Protect data offloaded to GPU-accelerated environments with OpenShift sandboxed containers

The rapid growth of AI has transformed the security landscape for enterprise and cloud infrastructure. As organizations increasingly use GPU-accelerated environments for sensitive computations such as model training and data analytics, protecting the integrity and confidentiality of data and code in-use has become a crucial concern, often addressed through confidential computing technologies.

Modern CPUs provide technologies such as AMD SEV-SNP and Intel TDX that create trusted execution environments (TEEs) to safeguard data and code. TEEs ensure that memory can only be accessed within their trusted boundaries, blocking external write attempts and returning only encrypted data on reads.

However, GPUs exist outside the CPU TEE's trust boundary and cannot access its memory.

To include a GPU within the CPU TEE's trust boundary (i.e., confidential GPU), the following must hold:

The GPU must support confidential computing.
Configure and initialize the GPU in confidential computing mode.
Secure the communication between the CPU TEE and GPU.
Attest the GPU before use to ensure trust.

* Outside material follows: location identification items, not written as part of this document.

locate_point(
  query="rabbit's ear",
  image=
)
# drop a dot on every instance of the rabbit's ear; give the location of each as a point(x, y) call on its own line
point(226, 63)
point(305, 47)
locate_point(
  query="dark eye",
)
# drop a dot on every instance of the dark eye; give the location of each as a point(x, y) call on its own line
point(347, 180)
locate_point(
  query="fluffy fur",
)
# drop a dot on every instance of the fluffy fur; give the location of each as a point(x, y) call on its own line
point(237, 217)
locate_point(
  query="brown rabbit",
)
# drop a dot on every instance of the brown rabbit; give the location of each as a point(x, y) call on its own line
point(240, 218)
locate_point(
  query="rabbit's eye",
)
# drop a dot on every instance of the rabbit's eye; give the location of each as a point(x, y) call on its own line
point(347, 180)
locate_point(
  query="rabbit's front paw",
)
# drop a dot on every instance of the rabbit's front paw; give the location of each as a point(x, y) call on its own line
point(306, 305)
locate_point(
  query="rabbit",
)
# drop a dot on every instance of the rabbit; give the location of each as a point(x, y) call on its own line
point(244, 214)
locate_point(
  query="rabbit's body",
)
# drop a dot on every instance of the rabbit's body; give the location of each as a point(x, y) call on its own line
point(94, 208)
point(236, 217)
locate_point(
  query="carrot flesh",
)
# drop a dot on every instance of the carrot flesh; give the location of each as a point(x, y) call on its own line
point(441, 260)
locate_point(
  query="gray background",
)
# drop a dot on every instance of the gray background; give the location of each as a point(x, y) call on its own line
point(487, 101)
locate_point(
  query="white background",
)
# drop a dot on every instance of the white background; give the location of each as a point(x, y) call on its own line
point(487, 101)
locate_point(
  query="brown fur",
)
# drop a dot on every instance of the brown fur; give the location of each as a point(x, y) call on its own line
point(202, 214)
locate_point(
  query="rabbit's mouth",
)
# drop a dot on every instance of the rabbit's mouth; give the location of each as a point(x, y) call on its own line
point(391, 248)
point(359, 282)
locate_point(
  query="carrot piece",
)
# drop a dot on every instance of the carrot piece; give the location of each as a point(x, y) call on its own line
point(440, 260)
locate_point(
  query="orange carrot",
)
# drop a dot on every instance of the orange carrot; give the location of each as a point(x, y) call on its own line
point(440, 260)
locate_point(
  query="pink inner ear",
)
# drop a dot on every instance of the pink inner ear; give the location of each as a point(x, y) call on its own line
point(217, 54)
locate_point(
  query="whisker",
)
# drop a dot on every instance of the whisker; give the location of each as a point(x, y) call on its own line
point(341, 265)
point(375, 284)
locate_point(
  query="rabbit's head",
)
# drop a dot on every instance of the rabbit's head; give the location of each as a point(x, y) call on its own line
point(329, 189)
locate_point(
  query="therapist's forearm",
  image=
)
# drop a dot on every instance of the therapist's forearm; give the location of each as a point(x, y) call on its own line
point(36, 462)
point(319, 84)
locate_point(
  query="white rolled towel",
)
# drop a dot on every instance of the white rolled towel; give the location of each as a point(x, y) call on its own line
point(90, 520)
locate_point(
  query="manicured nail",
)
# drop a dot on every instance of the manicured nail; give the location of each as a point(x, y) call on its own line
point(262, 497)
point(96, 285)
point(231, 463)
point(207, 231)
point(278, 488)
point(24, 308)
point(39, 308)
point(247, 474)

Confidential computing on NVIDIA GPUs

NVIDIA introduced confidential computing on NVIDIA Hopper with support on Blackwell and continuing on to Rubin, which is the 3rd generation confidential computing enabled GPU. H100 was the first GPU that protected the confidentiality and integrity of data and code in use.

Confidential Computing GPUs extend the CPU's trusted execution environment to the GPU and open the door to many use cases where using a shared infrastructure (cloud, colocation, edge) was not possible in the past due to the need to protect data and code in use, and because previous confidential computing solutions were not performant or flexible enough for many workloads.

NVIDIA confidential computing creates a hardware-based trusted execution environment (TEE) that secures and isolates the entire workload running on NVIDIA Hopper and Blackwell GPUs today, and Rubin in the future.

You can establish a confidential computing environment through full CPU TEE and GPU TEE isolation, supported by strong hardware-based security featuring three key elements:

On-Die Root of Trust (RoT): Before the operating system can communicate with the GPU, the GPU utilizes the RoT to verify the authenticity of the firmware running on the device, ensuring it has not been tampered with by the device owner.
Device attestation: This feature enables users to confirm that they are interacting with authentic NVIDIA GPUs that have confidential computing capabilities. It ensures that the security state of the GPU aligns with a known and trusted secure state, including its firmware and hardware configuration.
Encrypted transfers between CPU and GPU: Data transfers between the CPU and GPU are encrypted and decrypted at PCIe line rate using a hardware implementation of AES256-GCM. This method provides both confidentiality and integrity for data transferred across the bus, with encryption keys accessible exclusively to the CPU and GPU TEEs.

This is depicted in Figure 1.

This diagram shows the confidential compute environment with CPU and GPU TEEs. — Figure 1: Confidential compute environment with CPU and GPU TEEs.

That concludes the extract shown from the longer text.